Efforts are under way to change abortion law in Tennessee, but one member of the House suspects the key to accomplishing it will be in the hands of voters.
Tennessee Representative James Van Huss of Jonesborough is taking the lead with a "heartbeat bill" that would ban abortions when a heartbeat can be detected – and that's at about the sixth week of pregnancy. As introduced, HB0108 "requires fetal heartbeat testing prior to an abortion and prohibits abortions from the point a fetal heartbeat is detected except in certain medical emergencies."
The Republican lawmaker says according to the latest statistics, that could save the lives of about 5,500 babies a year.
"I do believe life begins at conception, but the heartbeat is really the earliest detectable time of a heartbeat because of technology," he explains. "We can't really detect conception."

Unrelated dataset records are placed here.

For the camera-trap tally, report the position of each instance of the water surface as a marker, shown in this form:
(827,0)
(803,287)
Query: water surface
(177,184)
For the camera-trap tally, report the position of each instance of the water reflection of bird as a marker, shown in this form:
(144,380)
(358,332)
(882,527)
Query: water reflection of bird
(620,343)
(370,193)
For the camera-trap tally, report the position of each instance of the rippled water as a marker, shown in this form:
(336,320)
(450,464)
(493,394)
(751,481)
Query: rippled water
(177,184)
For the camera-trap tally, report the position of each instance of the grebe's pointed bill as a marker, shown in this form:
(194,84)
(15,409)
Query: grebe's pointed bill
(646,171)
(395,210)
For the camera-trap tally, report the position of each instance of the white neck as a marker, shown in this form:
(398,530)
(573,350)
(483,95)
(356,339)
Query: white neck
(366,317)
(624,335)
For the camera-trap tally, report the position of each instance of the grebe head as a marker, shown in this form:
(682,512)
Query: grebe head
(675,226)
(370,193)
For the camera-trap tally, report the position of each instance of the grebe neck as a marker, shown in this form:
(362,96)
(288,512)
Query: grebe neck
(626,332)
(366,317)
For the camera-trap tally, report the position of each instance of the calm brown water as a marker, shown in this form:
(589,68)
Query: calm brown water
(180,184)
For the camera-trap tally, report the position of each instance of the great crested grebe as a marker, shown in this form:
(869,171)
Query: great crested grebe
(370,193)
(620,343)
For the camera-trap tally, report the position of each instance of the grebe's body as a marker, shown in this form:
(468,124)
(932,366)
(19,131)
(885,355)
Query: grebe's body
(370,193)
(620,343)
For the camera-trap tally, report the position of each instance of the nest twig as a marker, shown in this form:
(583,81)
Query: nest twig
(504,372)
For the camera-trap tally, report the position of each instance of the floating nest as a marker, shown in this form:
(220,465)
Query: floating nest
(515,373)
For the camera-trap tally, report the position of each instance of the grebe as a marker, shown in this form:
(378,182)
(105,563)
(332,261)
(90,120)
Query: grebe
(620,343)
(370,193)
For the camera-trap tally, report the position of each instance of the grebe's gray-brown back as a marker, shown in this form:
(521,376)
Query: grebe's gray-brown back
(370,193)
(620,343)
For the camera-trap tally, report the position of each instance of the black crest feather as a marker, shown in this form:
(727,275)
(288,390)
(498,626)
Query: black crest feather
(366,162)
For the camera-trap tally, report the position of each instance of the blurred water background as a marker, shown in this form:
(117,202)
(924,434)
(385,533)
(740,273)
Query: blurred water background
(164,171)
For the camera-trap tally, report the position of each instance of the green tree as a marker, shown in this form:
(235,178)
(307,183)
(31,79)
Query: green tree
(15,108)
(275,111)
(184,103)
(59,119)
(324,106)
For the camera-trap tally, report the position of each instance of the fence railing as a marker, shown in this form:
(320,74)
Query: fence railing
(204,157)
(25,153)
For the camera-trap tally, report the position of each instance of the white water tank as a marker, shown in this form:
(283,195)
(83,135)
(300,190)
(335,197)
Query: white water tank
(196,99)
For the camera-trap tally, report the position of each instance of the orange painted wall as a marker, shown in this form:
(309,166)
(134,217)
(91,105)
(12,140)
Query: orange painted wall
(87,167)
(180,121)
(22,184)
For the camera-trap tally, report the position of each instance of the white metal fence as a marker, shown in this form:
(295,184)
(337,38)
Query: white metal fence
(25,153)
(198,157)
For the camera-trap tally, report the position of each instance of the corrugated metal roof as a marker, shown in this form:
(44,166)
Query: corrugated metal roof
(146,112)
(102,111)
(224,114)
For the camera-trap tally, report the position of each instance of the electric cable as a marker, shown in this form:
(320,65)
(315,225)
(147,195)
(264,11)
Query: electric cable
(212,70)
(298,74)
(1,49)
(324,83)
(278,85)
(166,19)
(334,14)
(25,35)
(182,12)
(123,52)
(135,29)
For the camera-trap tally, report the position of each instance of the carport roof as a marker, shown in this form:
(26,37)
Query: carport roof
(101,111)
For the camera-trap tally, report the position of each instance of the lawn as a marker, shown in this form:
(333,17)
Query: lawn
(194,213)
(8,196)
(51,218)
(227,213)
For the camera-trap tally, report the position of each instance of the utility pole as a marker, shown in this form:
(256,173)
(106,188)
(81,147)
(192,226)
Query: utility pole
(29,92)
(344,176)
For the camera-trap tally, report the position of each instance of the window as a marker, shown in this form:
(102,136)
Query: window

Van Huss has had to make some changes in the bill because of opposition in the House Health Committee – opposition he attributes to a leadership vacuum.
"The reason, my opinion, why I do not have the votes in the committee is the lack of leadership here in Tennessee – [we] need leadership with a step-by-step plan to abolish completely abortion in Tennessee," he tells OneNewsNow. "I'm hopeful [with] the gubernatorial race this year that we can get some real leadership in Tennessee."
Some opponents argue the bill would be unconstitutional, but Van Huss contends it's the courts that render constitutional opinions, not the legislature.
The legislator filed a similar bill last year but it failed after the state attorney general said it would likely be challenged in federal courts.